Source : The Straits Times, Oct 31, 2008
Orchard Central and other upcoming malls to offer retail space even as economy slows down
ORCHARD Central, the first of three new malls springing up in Orchard Road, is already 60 per cent leased five months ahead of its opening - despite the murky outlook for the economy, including retail spending.
Retail sales have started to slow, albeit slightly, just as Singapore's premier shopping belt is set to boast three new, quality malls.
Lend Lease is building 313@Somerset next door while CapitaLand and Hong Kong's Sun Hung Kai are building Ion Orchard on top of Orchard MRT station.
It has been a decade since a mall was built from scratch in Orchard Road, said Ms Susan Leng, Far East's deputy director, retail management.
Orchard Central, which has 12 floors and two basements, is expected to open in April, ahead of the other two malls.
Far East is working hard to set the mall apart. It aims to open till 11pm daily and its rooftop garden and a covered walkway will be open to the public 24 hours.
The mall even has a four-storey-high rock-climbing wall aimed at attracting its target group of shoppers aged 21 to 35.
Mr T.K. Goh, founder of The Happy People, which is behind the Ben & Jerry's stores in Singapore, will be setting up the mall's biggest food and beverage (F&B) outlet.
His ice-cream parlour-cum-restaurant and bar will take up a whopping 6,000sqft on the eighth floor.
On weekends, he plans to keep his shop open till 3am or 4am.
The mall's new F&B tenants also include a restaurant brand from Shanxi, China, and a Japanese brand.
Rents at the mall, said Ms Leng, remain in the range of $20 to $70 per sq ft, though they may soften a little going forward, depending on the type of tenants and space taken.
Data from the Urban Redevelopment Authority shows that shop rents dipped 0.6 per cent islandwide in the third quarter, reversing growth of 5.2 per cent in the second quarter.

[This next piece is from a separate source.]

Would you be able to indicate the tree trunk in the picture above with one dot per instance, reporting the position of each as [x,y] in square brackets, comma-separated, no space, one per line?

Retail sales volume fell 1.5 per cent year-on-year from June to August, due to cautious local spending and lower demand from tourists, the Monetary Authority of Singapore said in its latest macroeconomic review. It added that retailers could see slower business towards Christmas and into next year.
'Retail sales have slowed but not significantly yet. But there are forward concerns among tenants. It's a confidence issue,' said an industry source.
Knight Frank's deputy managing director, Mr Danny Yeo, said Orchard Central and Ion Orchard started marketing their space from mid- to late last year so they are doing relatively well given current market conditions.
'Those that started marketing recently and are about to ramp up marketing efforts will face more challenging times.'
Specialists' Centre, Meritus Mandarin Hotel and 313@Somerset are among those with new space available on Orchard.
'Landlords are still holding out. The real test will come after seasonal sales, after the Chinese New Year period. Tenants will try as much as possible to drum up sales now,' said another industry source.